Since we are walking into a new technological era for healthcare, many technologies are being used in the health sector. Therefore Medtech startups are increasingly emerging and developing.

One of the critical assets that any Medtech startup relies on is the Health information collected from their users or patients.

When talking about personal information in general, there are specific laws and regulations implemented to ensure that they are protected as much as possible against the increasing number and variety of threats.

But what about the protection of health information in particular?

Considering this information’s delicate nature, Medtech startups must be regulated by laws that ensure the maximum coverage and protection of the sensitive patient information.

This article will address the Health Insurance Portability and Accountability Act (HIPAA). The United States legislation provides data privacy and security provisions for safeguarding medical information and its limitations, if any.


What is HIPAA?

The HIPAA was created in 1996 to improve the portability and accountability of health insurance coverage for employees between jobs, combat fraud and abuse in health insurance and healthcare delivery, and more.

Since its creation, HIPAA has been subject to changes to ensure the development of regulations that protect individual health information’s privacy and security.

In 2003, the HIPAA Privacy rule was created to establish national standards to protect individual health information. These standards give patients more control over their health information, set boundaries on the use and release of health records, and establish appropriate safeguards that health care providers and others must achieve to protect the privacy of health information, etc.

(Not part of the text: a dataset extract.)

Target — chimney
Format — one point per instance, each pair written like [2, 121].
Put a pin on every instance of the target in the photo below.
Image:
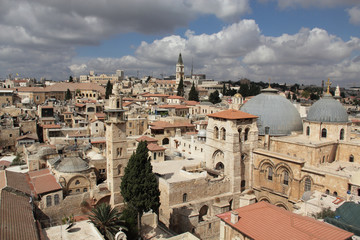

The Privacy rule also defined Protected Health Information (PHI) as “any information held by a covered entity which concerns health status, the provision of healthcare, or payment for healthcare that can be linked to an individual.”

According to HIPAA rules, covered entities are defined as health plans, healthcare clearinghouses, and healthcare providers. These providers electronically transmit any health information connected with transactions for which HHS has adopted standards.

In 2005, the HIPAA Security rule came into force to establish national standards to protect individuals’ electronic personal health information (ePHI).

While HIPAA established the rules that health care entities were required to follow, it wasn’t until 2006, the date of creation of the Enforcement Rule, that penalties were defined for failures of compliance with the law. It also enabled the relevant authorities to investigate and bring criminal charges against companies not complying with HIPAA.

In 2009, The Health Information Technology for Economic and Clinical Health Act (HITECH) was created to motivate the implementation of electronic health records.

The Breach Notification Rule was created to require covered entities and their business associates to provide notification following a breach of unsecured PHI.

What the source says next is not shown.